Biofuels research and development is composed of three main areas: producing the fuels, applications and uses of the fuels, and distribution infrastructure.
Biofuels are primarily used to fuel vehicles, but can also fuel engines or fuel cells for electricity generation.
Ethanol is made by converting the carbohydrate portion of biomass into sugar, which is then converted into ethanol in a fermentation process similar to brewing beer.
Ethanol is the most widely used biofuel today with current capacity of 1.8 billion gallons per year based on starch crops such as corn.
Ethanol produced from cellulosic biomass is currently the subject of extensive research, development and demonstration efforts.

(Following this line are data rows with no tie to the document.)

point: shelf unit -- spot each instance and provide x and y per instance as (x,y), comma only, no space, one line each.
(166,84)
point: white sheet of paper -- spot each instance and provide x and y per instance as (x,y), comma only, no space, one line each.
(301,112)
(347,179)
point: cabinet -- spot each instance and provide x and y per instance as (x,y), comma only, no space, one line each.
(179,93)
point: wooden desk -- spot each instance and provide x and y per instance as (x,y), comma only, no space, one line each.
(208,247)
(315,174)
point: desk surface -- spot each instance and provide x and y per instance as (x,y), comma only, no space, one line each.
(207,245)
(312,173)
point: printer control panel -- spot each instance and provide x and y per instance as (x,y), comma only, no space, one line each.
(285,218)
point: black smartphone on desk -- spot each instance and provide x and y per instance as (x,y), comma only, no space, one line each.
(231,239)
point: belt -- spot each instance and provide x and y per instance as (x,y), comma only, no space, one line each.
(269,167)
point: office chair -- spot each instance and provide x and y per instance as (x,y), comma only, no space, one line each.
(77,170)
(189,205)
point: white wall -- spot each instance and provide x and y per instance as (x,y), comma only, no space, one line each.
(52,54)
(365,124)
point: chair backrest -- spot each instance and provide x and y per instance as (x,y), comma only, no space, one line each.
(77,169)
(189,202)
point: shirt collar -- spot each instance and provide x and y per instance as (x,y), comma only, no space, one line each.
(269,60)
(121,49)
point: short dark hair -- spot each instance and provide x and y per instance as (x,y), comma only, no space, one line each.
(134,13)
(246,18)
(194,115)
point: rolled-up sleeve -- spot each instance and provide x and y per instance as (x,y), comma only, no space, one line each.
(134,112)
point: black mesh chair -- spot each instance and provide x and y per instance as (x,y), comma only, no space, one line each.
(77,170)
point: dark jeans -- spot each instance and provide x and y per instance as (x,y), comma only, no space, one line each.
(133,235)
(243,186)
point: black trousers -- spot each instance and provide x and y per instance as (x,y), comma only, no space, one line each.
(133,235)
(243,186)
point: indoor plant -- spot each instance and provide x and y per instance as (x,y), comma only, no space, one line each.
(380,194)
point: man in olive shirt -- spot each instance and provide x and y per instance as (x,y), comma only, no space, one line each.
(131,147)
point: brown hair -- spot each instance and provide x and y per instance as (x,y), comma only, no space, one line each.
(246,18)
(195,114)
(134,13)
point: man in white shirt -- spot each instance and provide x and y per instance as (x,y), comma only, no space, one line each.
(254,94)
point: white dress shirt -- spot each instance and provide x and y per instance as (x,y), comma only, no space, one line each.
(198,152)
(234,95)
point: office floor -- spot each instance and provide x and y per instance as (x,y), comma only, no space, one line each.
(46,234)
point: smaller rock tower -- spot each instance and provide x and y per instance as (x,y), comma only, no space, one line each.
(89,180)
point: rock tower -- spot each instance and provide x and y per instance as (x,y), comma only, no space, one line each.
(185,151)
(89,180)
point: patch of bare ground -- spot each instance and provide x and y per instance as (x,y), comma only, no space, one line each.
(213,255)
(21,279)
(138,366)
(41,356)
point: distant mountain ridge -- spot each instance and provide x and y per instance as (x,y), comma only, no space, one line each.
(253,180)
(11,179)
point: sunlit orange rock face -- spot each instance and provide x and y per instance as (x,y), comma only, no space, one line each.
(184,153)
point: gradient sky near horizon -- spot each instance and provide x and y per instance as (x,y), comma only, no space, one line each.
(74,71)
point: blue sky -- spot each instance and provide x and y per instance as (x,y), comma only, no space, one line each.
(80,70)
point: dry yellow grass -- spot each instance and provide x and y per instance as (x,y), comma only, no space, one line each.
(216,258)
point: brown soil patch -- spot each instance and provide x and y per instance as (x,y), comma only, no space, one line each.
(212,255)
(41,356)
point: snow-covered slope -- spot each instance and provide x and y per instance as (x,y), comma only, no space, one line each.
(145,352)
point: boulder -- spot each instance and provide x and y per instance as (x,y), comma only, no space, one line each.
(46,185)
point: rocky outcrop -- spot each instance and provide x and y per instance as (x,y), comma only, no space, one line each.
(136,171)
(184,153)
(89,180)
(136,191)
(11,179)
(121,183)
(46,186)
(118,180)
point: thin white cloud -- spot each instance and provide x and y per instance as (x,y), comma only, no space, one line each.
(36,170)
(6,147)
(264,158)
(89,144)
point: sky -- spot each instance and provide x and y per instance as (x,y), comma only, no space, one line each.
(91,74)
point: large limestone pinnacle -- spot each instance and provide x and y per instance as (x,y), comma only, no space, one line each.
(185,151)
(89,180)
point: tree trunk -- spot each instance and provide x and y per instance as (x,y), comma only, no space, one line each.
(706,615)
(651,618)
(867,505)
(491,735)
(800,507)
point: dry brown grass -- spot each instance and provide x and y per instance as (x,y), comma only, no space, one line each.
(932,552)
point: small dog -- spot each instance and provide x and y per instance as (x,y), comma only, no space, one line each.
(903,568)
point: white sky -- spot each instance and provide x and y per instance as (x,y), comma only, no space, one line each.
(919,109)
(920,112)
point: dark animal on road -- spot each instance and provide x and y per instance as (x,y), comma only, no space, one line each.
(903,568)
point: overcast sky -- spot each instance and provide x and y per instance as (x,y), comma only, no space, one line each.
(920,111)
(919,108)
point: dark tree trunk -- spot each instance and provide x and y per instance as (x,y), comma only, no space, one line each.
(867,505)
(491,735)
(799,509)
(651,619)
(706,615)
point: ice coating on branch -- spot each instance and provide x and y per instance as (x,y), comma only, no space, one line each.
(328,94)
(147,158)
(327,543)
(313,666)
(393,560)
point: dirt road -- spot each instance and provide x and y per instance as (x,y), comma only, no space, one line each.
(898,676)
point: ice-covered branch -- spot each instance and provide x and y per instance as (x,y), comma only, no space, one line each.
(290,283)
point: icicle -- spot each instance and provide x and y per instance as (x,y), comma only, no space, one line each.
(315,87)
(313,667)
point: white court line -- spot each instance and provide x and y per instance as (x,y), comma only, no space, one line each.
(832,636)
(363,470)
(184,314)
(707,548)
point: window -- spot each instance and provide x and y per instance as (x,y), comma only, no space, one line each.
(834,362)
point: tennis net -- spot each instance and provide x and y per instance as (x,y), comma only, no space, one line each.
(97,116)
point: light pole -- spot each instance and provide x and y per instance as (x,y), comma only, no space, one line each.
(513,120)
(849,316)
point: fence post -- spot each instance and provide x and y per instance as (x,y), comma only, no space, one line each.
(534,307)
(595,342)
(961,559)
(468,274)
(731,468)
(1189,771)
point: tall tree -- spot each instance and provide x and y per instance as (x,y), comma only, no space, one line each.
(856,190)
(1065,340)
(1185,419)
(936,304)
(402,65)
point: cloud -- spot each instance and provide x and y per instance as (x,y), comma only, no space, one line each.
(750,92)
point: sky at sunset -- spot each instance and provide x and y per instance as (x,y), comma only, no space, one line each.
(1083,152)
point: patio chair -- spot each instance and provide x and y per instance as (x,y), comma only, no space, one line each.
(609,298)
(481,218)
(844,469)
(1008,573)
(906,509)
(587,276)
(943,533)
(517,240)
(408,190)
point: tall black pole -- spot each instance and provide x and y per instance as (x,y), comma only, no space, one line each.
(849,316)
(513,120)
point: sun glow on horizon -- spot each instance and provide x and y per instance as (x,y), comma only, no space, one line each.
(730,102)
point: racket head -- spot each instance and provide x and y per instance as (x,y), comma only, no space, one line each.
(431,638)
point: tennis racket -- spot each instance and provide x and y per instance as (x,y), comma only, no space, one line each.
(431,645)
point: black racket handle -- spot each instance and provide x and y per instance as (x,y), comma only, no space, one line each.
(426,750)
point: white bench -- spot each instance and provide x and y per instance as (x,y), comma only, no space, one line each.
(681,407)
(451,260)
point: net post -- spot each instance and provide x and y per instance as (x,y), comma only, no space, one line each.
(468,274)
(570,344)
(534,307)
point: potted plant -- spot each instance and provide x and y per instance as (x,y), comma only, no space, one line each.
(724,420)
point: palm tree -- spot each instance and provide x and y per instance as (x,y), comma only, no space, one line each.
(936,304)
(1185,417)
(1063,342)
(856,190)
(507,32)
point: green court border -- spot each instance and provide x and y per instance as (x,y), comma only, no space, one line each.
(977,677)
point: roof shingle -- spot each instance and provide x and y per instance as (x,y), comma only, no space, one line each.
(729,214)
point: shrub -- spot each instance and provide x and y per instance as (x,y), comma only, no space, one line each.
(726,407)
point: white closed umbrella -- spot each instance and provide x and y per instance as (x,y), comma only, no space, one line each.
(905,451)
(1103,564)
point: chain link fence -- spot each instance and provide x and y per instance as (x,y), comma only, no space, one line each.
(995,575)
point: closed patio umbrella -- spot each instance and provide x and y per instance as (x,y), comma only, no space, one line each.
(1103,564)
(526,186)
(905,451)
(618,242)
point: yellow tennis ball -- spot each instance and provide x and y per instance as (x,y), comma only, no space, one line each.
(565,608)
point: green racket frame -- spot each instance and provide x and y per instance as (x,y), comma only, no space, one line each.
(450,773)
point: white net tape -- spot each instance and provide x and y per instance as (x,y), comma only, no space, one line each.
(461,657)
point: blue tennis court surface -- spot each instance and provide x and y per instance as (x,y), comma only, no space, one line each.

Biodiesel is produced through a process in which organically derived oils are combined with alcohol (ethanol or methanol) in the presence of a catalyst to form ethyl or methyl ester.
The biomass- derived ethyl or methyl esters can be blended with conventional diesel fuel or used as a neat fuel (100 percent biodiesel).
Biodiesel can be made from soybean or Canola (rapeseed) oils, animal fats, waste vegetable oils, or microalgae oils.
Biofuels from Synthesis Gas:
Biomass can be gasified to produce a synthesis gas composed primarily of hydrogen and carbon monoxide, also called syngas or biosyngas.
Hydrogen can be recovered from this syngas, or it can be catalytically converted to methanol.
It can also be converted using Fischer-Tropsch catalyst into a liquid stream with properties similar to diesel fuel, called Fischer-Tropsch diesel. However, all of these fuels can also be produced from natural gas using a similar process.
B. Conversion Processes:
Biochemical Conversion Processes:
Enzymes and microorganisms are frequently used as biocatalysts to convert biomass or biomass derived compounds into desirable products.
Cellulase and hemicellulase enzymes break down the carbohydrate fractions of biomass to five and six carbon sugars, a process known as hydrolysis.
Yeast and bacteria ferment the sugars into products such as ethanol. Biotechnology advances are expected to lead to dramatic biochemical conversion improvements.
Photobiological Conversion Processes:
Photobiological processes use the natural photosynthetic activity of organisms to produce biofuels directly from sunlight.
For example, the photosynthetic activities of bacteria and green algae have been used to produce hydrogen from water and sunlight.
Thermochemical Conversion Processes:
Heat energy and chemical catalysts are used to break down biomass into intermediate compounds or products.
In gasification, biomass is heated in an oxygen-starved environment to produce a gas composed primarily of hydrogen and carbon monoxide.
In pyrolysis, biomass is exposed to high temperatures in the absence of air, causing it to decompose. Solvents, acids and bases can be used to fractionate biomass into an array of products including sugars, cellulosic fibers and lignin.